Porivil Sorrens says
Right, and we obviously disagree. Why charge for something that should never have been for profit in the first place, when we can just increase the taxes on people who have no possible moral justification for the wealth that they hold? I, as mentioned, would like a 100% tax on any income over a certain amount of yearly income (for example, the $450k proposed in france), along with a vast amount of nationalization in industries to prevent the money from being hoarded by wealthy megabillionaire owners.
Seems like a kill two birds with one stone situation, rather than bending over backwards to defend a corrupt, predatory industry just to penalize a handful of rich people’s children. We’re one of the richest and most powerful countries in the world. If we can’t somehow manage to provide free education to our people, we’re already a failed, debased state and there’s very little that could change that.
consciousness razor says
The rich will pay higher taxes. Do you not comprehend that?
Which sort of policy are you proposing and why?
1) It should be illegal for rich people to attend public universities.
2) Rich people should pay more than poor people who attend public universities.
If it’s not the first one (as I have to assume) and if it’s anything like the second one, then making public colleges/universities/etc. tuition-free does exactly that. You treat it like the human right that it is, not like a commodity to be bought and sold.
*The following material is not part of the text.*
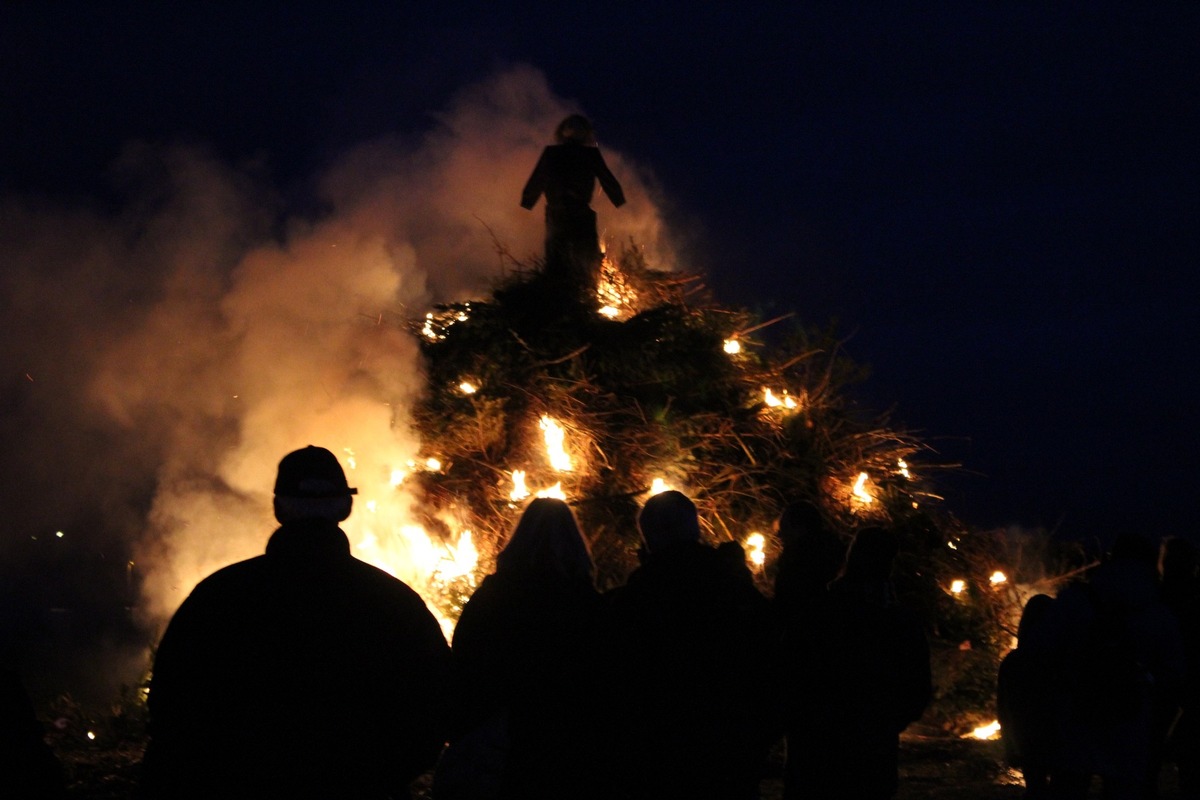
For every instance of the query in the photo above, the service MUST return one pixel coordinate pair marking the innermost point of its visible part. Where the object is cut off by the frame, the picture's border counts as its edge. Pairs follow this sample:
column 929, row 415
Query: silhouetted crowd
column 1103, row 681
column 306, row 673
Your move to talking about the national debt is bullshit — what you should be thinking is that the wealthy will certainly not go into debt once they finally start paying their fair share of taxes.
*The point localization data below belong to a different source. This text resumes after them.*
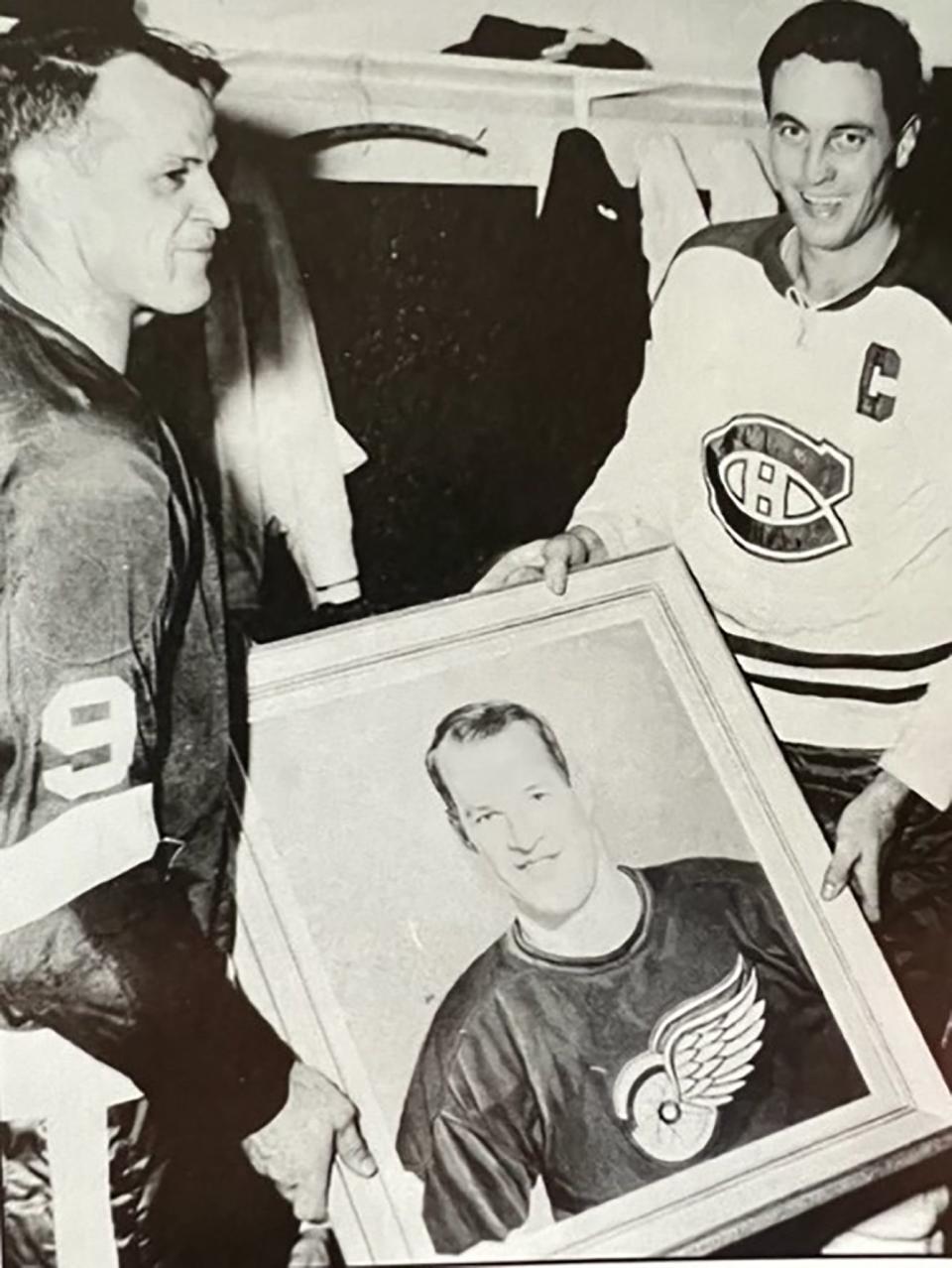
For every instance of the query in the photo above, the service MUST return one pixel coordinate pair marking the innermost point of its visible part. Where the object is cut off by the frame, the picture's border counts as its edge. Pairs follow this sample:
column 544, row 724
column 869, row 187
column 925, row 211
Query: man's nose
column 210, row 204
column 818, row 164
column 524, row 833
Also, Sanders is prioritizing healthcare…. He’s outlined how we’ll fund Medicare for All, which will save us tons of money, save tons of people’s lives, prevent healthcare-related job losses and bankruptcies….. Do not think of this as “giving away stuff for free.” It can revitalize wide swaths of the economy which aren’t insurance/pharmaceutical companies — just take a look around at any other part of your town/city and ask yourself where else people may spend the money they’re saving. It shouldn’t have to be pointed out that the same types of things happen with free public education.
I know the rich will pay higher taxes. As I said, in ideal world, that would be enough. My worry is that in our current situation that may not be. Can you not comprehend that? I know Sanders has his explanations of how we are going to fund his plans. You seem to be convinced by them whereas I am not.
My gut feeling is that unless we resort to extreme measures like one of the commenters above suggested and raise the top marginal tax rate to 90 or 100 percent, the government may not have enough money for all of his ambitious plans. Raising marginal tax rates to those levels does not stand a snowball’s chance in hell of actually happening in the near future. We have a small chance of getting the top marginal tax rate increased and of getting an increase in capital gains taxes. Given that the tax increases we are likely to get are more modest than we would like, I think that our plans for education and healthcare need to be scaled down somewhat.
consciousness razor says
Then argue with some other person who wants some other plan, because that’s what you must be talking about.
I don’t know who that may be or what plans they may have…. It sounds like a figment of your imagination right now. Or paranoia. Or plain old naysaying, once you’ve run out of arguments, because you’ve got a “gut feeling” and haven’t done any math to back it up.
But whatever it is, argue with that (perhaps just with yourself), not with the platform that Sanders put forward.